After doing the first bit of research and reading up on news media practices, we needed to figure out a suitable way to proceed with our own research. We chose to use an ethnographic method, which we executed through interviews and asking our participants to keep diaries. If you are not familiar with ethnographic studies it could be shortly described as:
“the study and systematic recording of human cultures”
To Jesper Ekström in his guide Methods in Media and Communication research (2019), ethnography is defined as the field that seeks to understand the relationship between humans and the society they inhabit. This can mean analyzing specific cultures, like digital activist culture for example, and what the relationship is between those who interact and the space they interact with.
Why did we choose this method?
- In our research there is a certain focus on the content that the teenagers consume, and not just their own evaluations of the digital space. This means that our goal aligns with the ethnographic goal of participating in a space, as a researcher.
- Our main question is letting the youth decide what they see as meaningful acts through the diaries and interviews. We find this ethnographic approach fitted to our questions because we see it as a goal to gain an open understanding of how youth consume news through both on and offline spaces.
- For us, our focus is on casual news users, specifically youth, and their relationship to the current news media landscape.

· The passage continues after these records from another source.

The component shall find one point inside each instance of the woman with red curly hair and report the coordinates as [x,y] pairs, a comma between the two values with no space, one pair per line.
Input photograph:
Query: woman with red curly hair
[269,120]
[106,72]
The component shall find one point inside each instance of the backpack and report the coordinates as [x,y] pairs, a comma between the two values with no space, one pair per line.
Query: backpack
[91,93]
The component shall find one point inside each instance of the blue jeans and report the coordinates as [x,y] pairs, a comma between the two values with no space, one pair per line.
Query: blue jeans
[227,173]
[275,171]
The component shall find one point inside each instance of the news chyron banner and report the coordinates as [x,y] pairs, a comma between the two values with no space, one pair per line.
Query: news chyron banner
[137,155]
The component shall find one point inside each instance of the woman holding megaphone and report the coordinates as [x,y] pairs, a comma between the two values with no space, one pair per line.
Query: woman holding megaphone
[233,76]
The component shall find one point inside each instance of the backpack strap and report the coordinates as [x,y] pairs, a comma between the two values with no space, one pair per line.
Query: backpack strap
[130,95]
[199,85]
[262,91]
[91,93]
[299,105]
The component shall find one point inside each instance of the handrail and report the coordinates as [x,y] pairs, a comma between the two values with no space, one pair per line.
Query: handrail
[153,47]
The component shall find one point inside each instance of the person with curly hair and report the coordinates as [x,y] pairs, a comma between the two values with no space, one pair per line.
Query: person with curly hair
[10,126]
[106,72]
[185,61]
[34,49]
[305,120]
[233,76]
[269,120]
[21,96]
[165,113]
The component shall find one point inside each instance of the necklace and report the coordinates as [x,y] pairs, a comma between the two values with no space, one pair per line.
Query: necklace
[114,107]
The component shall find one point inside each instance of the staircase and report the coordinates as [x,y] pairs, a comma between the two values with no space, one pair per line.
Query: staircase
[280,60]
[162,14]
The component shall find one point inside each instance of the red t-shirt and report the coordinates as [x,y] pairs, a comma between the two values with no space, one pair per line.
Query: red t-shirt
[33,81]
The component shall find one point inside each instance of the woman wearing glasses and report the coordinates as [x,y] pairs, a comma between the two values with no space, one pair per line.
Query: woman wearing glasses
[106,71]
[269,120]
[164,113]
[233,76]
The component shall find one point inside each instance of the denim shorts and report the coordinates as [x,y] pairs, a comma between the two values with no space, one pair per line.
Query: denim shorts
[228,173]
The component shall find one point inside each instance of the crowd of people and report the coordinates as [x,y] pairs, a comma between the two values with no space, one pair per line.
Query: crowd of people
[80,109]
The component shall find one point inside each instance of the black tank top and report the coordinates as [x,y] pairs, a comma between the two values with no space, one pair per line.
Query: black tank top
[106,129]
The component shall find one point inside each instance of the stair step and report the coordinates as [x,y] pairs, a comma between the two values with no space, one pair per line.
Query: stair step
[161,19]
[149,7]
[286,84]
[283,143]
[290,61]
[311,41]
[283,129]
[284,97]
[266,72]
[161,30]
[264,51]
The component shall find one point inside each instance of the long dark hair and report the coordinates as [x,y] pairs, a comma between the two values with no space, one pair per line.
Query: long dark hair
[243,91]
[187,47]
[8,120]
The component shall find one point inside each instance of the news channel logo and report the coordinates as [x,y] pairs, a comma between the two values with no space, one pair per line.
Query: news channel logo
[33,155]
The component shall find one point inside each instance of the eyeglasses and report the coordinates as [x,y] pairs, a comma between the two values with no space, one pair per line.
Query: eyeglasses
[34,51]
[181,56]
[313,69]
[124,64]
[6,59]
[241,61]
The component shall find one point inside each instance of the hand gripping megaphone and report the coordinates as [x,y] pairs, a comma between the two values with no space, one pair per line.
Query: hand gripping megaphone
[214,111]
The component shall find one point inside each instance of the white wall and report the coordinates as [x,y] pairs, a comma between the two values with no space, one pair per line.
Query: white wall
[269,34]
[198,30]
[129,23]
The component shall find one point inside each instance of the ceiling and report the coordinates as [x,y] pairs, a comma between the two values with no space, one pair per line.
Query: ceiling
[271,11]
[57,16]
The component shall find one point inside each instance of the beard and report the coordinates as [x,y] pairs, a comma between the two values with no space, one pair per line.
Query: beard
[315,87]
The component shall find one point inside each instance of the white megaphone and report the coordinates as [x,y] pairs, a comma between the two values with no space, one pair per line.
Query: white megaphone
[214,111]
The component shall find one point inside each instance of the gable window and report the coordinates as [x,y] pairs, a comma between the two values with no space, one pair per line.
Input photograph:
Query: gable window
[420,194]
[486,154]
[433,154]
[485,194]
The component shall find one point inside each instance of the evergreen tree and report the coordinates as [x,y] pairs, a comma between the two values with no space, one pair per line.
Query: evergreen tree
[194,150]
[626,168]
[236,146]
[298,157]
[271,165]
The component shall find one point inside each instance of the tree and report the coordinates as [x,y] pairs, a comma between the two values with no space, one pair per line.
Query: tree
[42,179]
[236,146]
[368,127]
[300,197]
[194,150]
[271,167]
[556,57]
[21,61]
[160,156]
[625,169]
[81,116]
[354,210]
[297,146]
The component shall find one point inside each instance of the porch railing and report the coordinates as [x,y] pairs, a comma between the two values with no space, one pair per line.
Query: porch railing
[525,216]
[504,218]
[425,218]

Qualitative, not quantitative!
The study consisted of two interviews over Zoom, where the first interview aimed at answering the question of where youth find information. In the first interview we also let the youth discuss different modes of media consumption seen among their peers and evaluate which sources they thought were the most and the least productive. They also got to discuss their perceptions of their own consumption, what their consumption looked like day to day and how they evaluated their sources. After the first interview we asked the participants to keep a diary of their interactions with the content they would find for the next two weeks.
For the timeframe of the study, we chose two weeks for diary keeping. We chose not to put restrictions in the diaries for specific platforms. In the diaries the teens were asked to log anything they saw during the two weeks, on any platform, that piqued their interest. This could be entertainment, news-related content, activist content or otherwise. We let the youth decide for themselves what this would mean, as long as it had a societal relevance to them.
After the completion of the two weeks we conducted a second interview, discussing topics that came up in the diaries. Here we wanted to know more specifically how they reasoned when it came to things they actually consumed and discuss the channels through which they communicated.